In: Economics
1. If the required reserve ratio is 10%, how much a new $10,000 deposit can a bank lend? What is the potential impact on the money supply? 2. A bank currently holds $150,000 in excess reserves. If the current reserve requirement is 12.5%, how much could the money supply change? How could this happen? 3. The trading desk at the Federal Reserve sold $100,000,000 in T-bills to the public. If the current reserve requirement is 8.0%, how much could the money supply change?
I need full answers with explanation ASAP
ANSWER:
1) RESERVE RATIO =10%
Amount to be retained = $10,000 * 10% = $1,000
Amount that can be lend = new deposit - amount to be retained = $10,000 - $1,000 = $9,000.
Potential money supplier = 1 / reserve ratio = 1 / 10% = 1 / 0.1 = 10
so when the deposit is $10,000 , the money supply will be = deposit * money supplier = $10,000 * 10 = $100,000.
so the money supply increases to $100,000.

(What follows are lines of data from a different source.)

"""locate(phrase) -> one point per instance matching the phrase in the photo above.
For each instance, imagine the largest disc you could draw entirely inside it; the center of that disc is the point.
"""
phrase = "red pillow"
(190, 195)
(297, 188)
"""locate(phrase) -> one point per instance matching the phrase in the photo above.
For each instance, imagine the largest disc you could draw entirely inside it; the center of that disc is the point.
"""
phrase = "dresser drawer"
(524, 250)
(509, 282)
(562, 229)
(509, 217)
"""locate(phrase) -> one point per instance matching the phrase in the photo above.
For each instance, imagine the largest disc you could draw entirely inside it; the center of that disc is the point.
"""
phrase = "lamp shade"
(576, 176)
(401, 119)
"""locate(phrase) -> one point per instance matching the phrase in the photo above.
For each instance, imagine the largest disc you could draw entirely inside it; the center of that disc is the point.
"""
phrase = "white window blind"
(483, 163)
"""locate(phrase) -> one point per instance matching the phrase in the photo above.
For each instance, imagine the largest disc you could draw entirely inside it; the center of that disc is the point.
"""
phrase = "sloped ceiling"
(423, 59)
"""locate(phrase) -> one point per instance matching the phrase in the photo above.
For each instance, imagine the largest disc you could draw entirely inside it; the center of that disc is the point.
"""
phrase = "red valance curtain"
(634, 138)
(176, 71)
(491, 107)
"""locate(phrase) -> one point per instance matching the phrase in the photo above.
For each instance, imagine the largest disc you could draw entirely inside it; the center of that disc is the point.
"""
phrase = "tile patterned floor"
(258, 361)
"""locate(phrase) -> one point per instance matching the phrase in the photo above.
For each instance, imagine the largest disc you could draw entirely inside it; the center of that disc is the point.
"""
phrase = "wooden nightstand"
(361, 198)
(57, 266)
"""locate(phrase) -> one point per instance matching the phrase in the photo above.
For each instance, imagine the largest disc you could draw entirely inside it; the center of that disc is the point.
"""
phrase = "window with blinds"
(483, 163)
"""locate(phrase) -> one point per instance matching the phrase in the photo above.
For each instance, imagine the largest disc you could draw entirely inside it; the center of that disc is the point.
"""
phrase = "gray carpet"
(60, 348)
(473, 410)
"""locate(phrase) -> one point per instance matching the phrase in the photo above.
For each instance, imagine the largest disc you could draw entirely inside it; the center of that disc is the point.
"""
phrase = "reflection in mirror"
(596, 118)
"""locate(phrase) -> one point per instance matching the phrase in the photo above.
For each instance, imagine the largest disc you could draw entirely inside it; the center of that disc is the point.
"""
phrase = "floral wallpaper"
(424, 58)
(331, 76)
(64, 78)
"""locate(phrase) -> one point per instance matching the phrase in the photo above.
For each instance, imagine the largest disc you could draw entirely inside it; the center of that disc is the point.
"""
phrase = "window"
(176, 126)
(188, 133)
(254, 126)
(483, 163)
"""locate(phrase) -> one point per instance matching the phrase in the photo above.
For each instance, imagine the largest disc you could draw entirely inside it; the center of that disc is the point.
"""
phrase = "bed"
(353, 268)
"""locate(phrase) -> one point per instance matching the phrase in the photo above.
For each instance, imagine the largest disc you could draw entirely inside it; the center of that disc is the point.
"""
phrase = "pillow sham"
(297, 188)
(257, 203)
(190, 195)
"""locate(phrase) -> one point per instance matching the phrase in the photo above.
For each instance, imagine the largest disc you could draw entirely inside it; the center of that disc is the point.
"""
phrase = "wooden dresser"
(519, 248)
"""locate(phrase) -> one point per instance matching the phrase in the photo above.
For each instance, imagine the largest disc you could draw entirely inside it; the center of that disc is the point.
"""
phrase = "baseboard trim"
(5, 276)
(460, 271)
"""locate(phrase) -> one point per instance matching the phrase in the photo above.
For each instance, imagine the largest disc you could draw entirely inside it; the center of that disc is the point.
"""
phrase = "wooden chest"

2) The money supply could increase if the bank lends its excess reserves.
reserve ratio = 12.5%
potential money supplier = 1 / reserve ratio = 1 / 12.5% = 1 / .125 = 8
If the bank lends all the excess reserves , the money supply could increase by = amount in excess reserves * money supplier = $150,000 * 8 = $1,200,000.
3) Reserve requirement = 8%
money supplier = 1 / reserve requirement = 1 / 8% = 1 / .08 = 12.5
The sale of t bills will decrease the money supply as the contraction will be = t bills * money supplier = $100,000,000 * 12.5 = $1,250,000,000.